In this lesson, we learn how to run an app on our Mac. We are going to download Xcode, which includes an iOS simulator. Once we have Xcode, it is a matter of a couple commands in our terminal to run and view our app on our mac.
[00:00] In this lesson, we are going to learn how to create and run an ionic application for iOS. The first thing we need to do is download and install Xcode. If you go to developer.apple.com/xcode4/downloads, you can see the iOS code download options. We're going to go with the latest stable. We'll click view in Mac apps store, click launch application. From here we're going to just click install.
[00:26] At this point, I'd recommend grabbing a coffee, going to lunch, even going to bed, this is going to take some time. Once it is downloaded, you can hop into the command line, type ionic. This will run without the Xcode prompt, so now we're making progress. The next thing we need to do is add iOS to our starter application.

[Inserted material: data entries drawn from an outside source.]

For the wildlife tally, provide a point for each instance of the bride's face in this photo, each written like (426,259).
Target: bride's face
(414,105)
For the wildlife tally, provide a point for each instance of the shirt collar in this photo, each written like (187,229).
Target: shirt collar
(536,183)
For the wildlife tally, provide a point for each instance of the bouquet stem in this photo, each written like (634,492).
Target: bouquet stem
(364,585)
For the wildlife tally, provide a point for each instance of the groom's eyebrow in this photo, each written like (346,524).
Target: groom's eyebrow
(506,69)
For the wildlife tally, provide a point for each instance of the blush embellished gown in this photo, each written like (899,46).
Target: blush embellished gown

[00:50] We're going to go ionic build iOS which is going to build an iOS specific version of our application. Now that the build has succeeded, we are going to emulate the application for iOS, so we go ionic emulate iOS. This is going to actually throw an error, the reason being is, we need to install the iOS sim package from NPM.
[01:17] We're going to just copy this command here, and we're going to run it with one exception. We're going to do this in pseudo mode. We'll go to the front of this command, type in pseudo and hit enter. Put in our password, and once this is installed then we're going to try this command again.
[01:37] We'll just clear the screen and then we'll type in ionic emulate iOS. This will spin up our ionic application in the iOS simulator. You can see here, this is the same application that we saw in the previous lesson, but now it's running in the iOS simulator and we can click through.
[02:00] There's one more additional feature that you can use when running your ionic application, and that is the library mode option using the -l switch. We're going to go ionic emulate iOS -l. This is going to simulate the application as before, but now it's going to watch the file system and detect changes, and reload the application in the simulator.
[02:26] To see this in action, let's hop into our IDE. We'll navigate to the www directory and we'll choose the template. From here, we're going to edit this block of HTML. We'll change this item here to edit, and leave an informative message something like, "Watch the live reloaded, goodness!"
[02:53] We'll save this and then we'll look at the terminal. You can see that it picked up this template was changed. If we go to the simulator you can see that it has automatically reloaded.
[03:06] To review what we've done, we downloaded and installed Xcode. From there we did ionic build iOS to create an iOS specific build for our application. Then we added the iOS sim NPM package. Then from there we ran ionic emulate iOS to spin up our application in the iOS simulator. Then we took it a step further by using the library load switch which is -l.
[03:35] So, ionic emulate iOS -l to detect changes within our application and automatically display them in the simulator. This is how you build and run an ionic application in iOS.